Our Berbera waiter is proud and purposeful, he dances from the kitchen to serve the customers. Pasta. Fish. Vegetables. Mixed fruit juices or straight lemonade. Watermelon juice. And bottled water. The customers shelter from the sun under fringed umbrellas, made locally by the eccentric engineer, Umbrella Man. Umbrella Man lives in a box near the docks. He is proud of his umbrellas and they are very useful in the Berbera sun. Engineered in Berbera. The Russian crows wait for their food, too, above the Somali cats, fit cats living around the primary restaurant here on the waterfront. The black billed white ibises cruise elsewhere now, sometimes returning to replace the crows, pecking in to feed when the customers finish and leave a table.

We eat fresh fish that comes in with fishermen and the tide, barracuda, from head to tail. Twenty five horse outboard fishing boats are anchored not far offshore. We can see where the fish came from, the calm Gulf, the small boats. My Evaluators grade the meal “surprisingly good.” “Now I know why you insisted on this restaurant.”
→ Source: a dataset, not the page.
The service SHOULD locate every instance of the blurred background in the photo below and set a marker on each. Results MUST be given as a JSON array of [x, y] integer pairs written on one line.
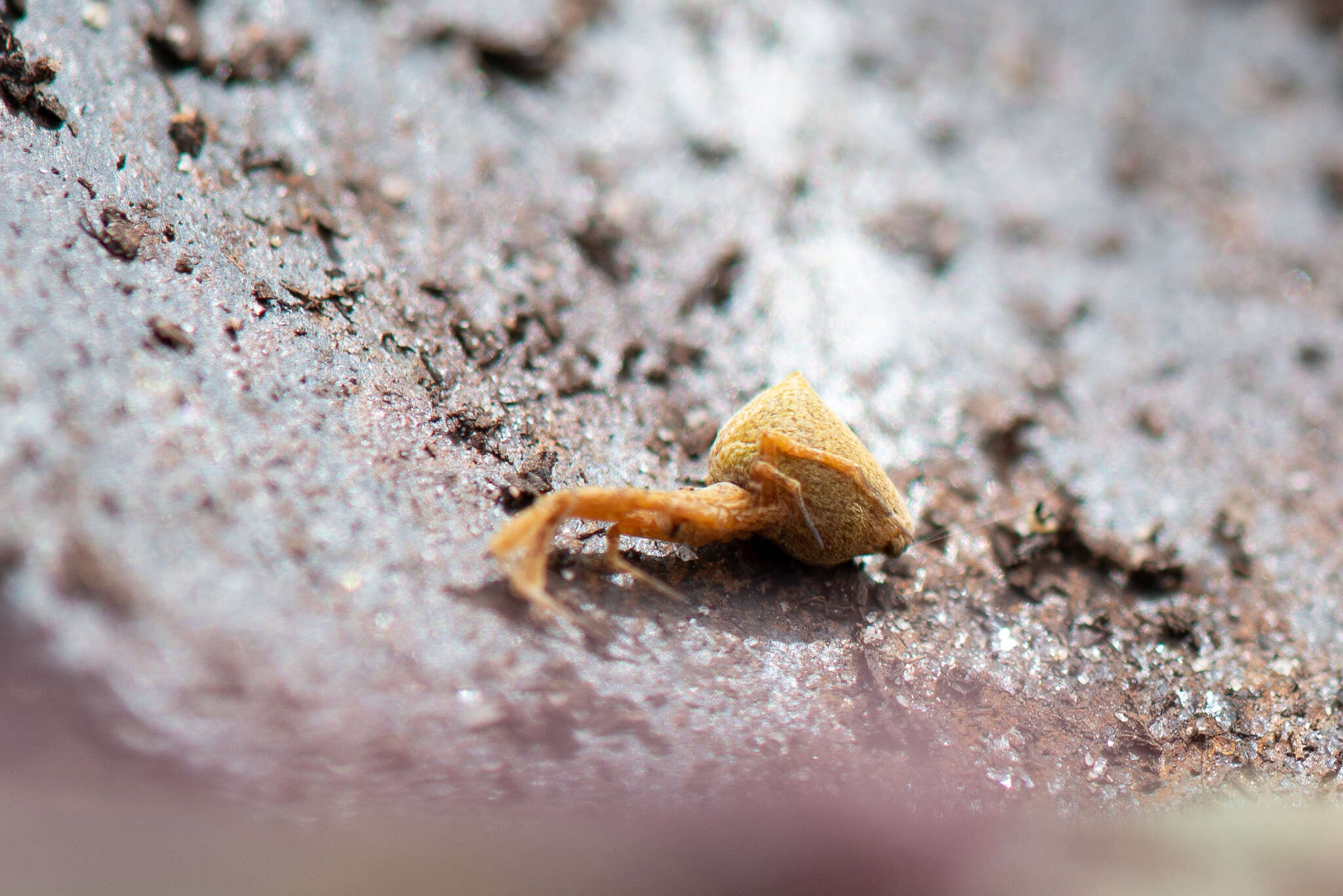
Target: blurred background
[[300, 300]]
My drivers are looking at the black sky south of town, over the mountains. It would behoove us to move. The Evaluator plane, a UN Beechcraft 1900, is scheduled to fly in the morning from Hargeisa, two hours and many tugs away. Don’t want to get caught between running tugs. I am talking and thinking, explaining project objectives and silently calculating weather. I am driven by events here, not timetables and matrix analysis. Ideas and concepts born in Washington fluorescent lighting, hatched in bureaucratic studios, incubated in budget workshops don’t matter much in the field at times. They lose their shine, don’t make as much sense as they did at their birth. No dress rehearsals here. Live action only, improvised, we plan by quick consensus in a group held together by trust. Evaluators are not in the group yet. I love the Somali drivers, fellows who walked the terrain in peace and war, who know where it is appropriate to say “many snakes.” Or “water one meter deep here.”

The sea is calm, the port activity is calm. We finish our meals, apply toothpicks, wash and then spray cologne on our hands. I catch a glance from the Somali drivers. Back to work. We walk toward the Land Cruisers. My turn to speak.

“Let’s push it a little. We might have a problem with rain if we delay too much.”

That Russian crow is waiting for our leftovers. How am I doing? How do you do?